Thursday, June 2, 2011

June 7, 1842 --- Children in the Mines

The great reformer Lord Ashley (later 7th Earl of Shaftesbury) rises in the Commons to denounce conditions in the coal mines as "perfectly intolerable [in a country] that professes to call itself Christian."

For two hours, he unflinchingly tells of women and children - some as young as five - who must work 16-hour days. One 6-year old, he says, "carried or dragged half a hundred weight fourteen times every day, a distance as high as the dome of St. Paul's Cathedral." Graphic woodcuts some depicting half naked
women at work in brutalizing conditions are passed around the House depicting the grim conditions and the all-too common results, stunted growth, maiming accidents, and premature death.
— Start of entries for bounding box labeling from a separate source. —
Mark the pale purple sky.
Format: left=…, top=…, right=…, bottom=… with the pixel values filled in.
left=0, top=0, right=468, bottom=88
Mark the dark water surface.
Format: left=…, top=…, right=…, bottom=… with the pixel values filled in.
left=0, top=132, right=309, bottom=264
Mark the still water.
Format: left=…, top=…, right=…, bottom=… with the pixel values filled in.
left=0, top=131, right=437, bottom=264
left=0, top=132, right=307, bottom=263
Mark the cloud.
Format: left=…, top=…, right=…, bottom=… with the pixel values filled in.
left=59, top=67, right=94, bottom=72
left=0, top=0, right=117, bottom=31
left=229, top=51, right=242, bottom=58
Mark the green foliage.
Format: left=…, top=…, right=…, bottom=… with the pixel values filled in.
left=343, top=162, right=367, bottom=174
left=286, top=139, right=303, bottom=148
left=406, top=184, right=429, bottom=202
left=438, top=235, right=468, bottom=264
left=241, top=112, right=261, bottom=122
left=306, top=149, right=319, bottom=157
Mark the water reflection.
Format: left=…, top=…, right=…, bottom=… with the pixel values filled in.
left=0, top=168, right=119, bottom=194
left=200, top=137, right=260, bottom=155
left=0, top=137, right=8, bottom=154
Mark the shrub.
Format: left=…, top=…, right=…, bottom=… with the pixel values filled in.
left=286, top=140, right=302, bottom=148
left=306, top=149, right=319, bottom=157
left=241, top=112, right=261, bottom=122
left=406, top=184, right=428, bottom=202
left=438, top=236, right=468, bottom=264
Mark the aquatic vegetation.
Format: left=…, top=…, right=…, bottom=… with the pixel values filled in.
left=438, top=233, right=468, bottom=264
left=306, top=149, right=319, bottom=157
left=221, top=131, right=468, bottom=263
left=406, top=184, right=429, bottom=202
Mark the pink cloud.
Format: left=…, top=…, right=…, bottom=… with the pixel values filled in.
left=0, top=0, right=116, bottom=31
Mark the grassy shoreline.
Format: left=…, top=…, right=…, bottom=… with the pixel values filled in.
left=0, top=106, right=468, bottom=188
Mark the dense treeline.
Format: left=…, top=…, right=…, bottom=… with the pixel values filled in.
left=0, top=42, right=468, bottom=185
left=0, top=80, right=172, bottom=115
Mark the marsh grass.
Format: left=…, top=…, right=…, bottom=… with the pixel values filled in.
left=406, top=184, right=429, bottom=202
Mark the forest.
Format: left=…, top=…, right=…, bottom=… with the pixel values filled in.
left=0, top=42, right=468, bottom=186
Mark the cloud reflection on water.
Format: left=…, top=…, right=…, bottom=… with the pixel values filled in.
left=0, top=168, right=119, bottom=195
Ashley calls for legislation banning boys younger than thirteen and all women from the mines.  "You may, this night, by a cheap and harmless vote, invigorate the hearts of thousands of your country people, enable them to walk erect in newness of life ... and avail themselves (if they will accept them) of the opportunities of virtue, of morality and religion."

The speech serves its purpose; The Illustrated London News declared: "The heart sickens and the blood burns [at] - for the purpose of most unhallowed gain - the stunting, grinding, and brutalizing of a far-spread race of English poor."

While the House of Commons was willing to act, the powerful mine-owning peers in the Lords lay in wait to gut any true refroms in the pits. One of them, Lord Londonderry attacked Ashley for even circulating such "disgusting woodcuts" in polite society. In the end, the reforms are minor; boys will begin working at ten and women will be restricted to no less difficult jobs on the surface. Ashley acceded, knowing the principle of government regulation had been established.

That summer, he went down his first mine: "Thought it a duty; easier to talk after you have seen."